Unbeknownst to the fairy, the vampire had made sure that she was kept safe. But—one day—the fairy’s eyes were opened to the truth and to the pain that her purposely closed eyes had caused. She became aware of both her own mistakes and those of the vampire.
They were not the mistakes that she had thought they had made.
They were mistakes seeded by misunderstanding and fear—but they could be mended.

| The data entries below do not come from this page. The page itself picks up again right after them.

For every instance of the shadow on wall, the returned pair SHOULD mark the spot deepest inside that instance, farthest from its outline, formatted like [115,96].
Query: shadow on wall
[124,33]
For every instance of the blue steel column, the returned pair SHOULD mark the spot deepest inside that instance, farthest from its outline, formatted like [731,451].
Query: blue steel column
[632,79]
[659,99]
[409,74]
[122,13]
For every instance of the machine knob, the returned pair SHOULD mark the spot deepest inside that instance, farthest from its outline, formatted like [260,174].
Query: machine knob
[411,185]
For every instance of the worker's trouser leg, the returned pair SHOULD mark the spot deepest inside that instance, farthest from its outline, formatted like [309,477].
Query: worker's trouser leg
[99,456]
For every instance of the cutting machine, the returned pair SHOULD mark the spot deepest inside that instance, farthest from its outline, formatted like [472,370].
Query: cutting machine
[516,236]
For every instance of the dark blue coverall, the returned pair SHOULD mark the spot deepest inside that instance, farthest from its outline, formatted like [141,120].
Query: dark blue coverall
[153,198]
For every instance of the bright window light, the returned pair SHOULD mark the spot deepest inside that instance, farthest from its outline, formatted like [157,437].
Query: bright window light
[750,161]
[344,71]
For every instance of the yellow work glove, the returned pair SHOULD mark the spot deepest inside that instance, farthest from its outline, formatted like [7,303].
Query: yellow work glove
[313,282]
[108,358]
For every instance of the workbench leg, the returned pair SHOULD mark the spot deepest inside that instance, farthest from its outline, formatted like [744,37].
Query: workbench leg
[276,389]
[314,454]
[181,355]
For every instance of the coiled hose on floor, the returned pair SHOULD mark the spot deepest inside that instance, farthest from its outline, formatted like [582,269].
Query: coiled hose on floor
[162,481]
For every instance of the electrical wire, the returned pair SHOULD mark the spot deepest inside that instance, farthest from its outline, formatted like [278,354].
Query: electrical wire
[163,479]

Therefore, the fairy lifted her voice into the early dawn sky, somehow knowing that the vampire would still be awake, and she asked for her heart’s desire:
“We cannot go back to the beginning,” she said, “but we can go forward together. We could make a home together. I would stay with you always. We could know each other’s bodies in every way, night after night. We could also learn each other’s hearts—in every way. I love you. And I will not forget that love again. We could work so that neither of us forgets. We would not be poor in the things that mattered. We would help each other be whole.

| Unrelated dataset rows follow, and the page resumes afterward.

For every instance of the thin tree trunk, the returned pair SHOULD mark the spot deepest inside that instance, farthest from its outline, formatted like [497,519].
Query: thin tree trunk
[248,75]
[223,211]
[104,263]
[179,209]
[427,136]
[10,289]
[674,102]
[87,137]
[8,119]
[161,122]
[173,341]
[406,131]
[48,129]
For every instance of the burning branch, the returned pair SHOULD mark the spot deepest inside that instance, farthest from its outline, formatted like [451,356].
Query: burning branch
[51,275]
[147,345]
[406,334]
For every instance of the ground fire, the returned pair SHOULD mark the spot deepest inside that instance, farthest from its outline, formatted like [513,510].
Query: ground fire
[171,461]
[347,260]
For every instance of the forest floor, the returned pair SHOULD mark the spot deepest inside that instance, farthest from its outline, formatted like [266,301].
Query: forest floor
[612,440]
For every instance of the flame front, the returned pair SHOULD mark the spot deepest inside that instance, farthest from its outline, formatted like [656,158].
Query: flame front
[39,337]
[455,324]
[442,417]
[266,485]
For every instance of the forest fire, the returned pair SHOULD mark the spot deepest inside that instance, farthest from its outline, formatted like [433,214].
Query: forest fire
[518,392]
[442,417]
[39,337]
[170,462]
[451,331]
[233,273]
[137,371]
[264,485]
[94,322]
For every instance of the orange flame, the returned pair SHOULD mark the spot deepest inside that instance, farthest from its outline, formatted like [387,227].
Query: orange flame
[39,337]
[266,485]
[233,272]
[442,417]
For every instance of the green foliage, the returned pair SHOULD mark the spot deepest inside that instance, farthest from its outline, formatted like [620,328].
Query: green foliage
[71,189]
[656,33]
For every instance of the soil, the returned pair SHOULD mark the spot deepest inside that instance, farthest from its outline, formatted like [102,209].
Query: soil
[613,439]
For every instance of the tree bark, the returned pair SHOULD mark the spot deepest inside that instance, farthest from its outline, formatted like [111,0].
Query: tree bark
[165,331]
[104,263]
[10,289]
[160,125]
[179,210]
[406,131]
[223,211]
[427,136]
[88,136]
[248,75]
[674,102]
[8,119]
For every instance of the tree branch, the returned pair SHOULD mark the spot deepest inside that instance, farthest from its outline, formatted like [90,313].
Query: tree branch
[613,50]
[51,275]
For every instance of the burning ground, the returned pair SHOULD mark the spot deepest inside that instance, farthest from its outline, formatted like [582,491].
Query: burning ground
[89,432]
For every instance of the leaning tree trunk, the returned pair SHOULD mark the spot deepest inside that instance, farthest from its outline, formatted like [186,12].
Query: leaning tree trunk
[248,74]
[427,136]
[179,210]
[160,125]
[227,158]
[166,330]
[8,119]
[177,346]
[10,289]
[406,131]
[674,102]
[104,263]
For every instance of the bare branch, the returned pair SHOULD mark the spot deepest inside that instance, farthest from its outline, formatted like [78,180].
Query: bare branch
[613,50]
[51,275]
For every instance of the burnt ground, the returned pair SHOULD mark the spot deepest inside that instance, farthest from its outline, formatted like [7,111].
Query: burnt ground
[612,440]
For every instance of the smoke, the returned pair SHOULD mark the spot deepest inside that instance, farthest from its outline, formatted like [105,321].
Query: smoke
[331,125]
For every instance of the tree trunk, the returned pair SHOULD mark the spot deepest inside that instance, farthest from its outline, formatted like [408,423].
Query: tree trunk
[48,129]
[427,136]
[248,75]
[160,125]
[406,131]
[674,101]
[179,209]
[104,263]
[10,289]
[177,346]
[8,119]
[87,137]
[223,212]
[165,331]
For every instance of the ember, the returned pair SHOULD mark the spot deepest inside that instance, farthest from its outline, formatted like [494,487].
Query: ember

Eric paused for a moment, recalling the words he’d spoken to Sookie before the witch war—while he was still under Hallow’s spell. The words in the story were so similar to those, but somehow fuller.
He read on:
The fairy spoke out only one more request into the dawn light. She asked for the vampire’s forgiveness—but not for her most obvious mistakes, though she’d made plenty. She asked that he forgive her for making him believe that she wanted only a broken, cursed version of himself.
She too had been broken then—cursing herself with doubts and fear.
But the fairy was not afraid anymore. And she no longer doubted what she truly wanted or what she needed to give up in order to get it.
Come what may, the fairy resolved to wait for the vampire’s answer. But she did not despair, for she had found hope again. She placed all of her faith into the northern-blowing wind and prayed that it would find its rightful home—inside of the beautiful heart of her beloved.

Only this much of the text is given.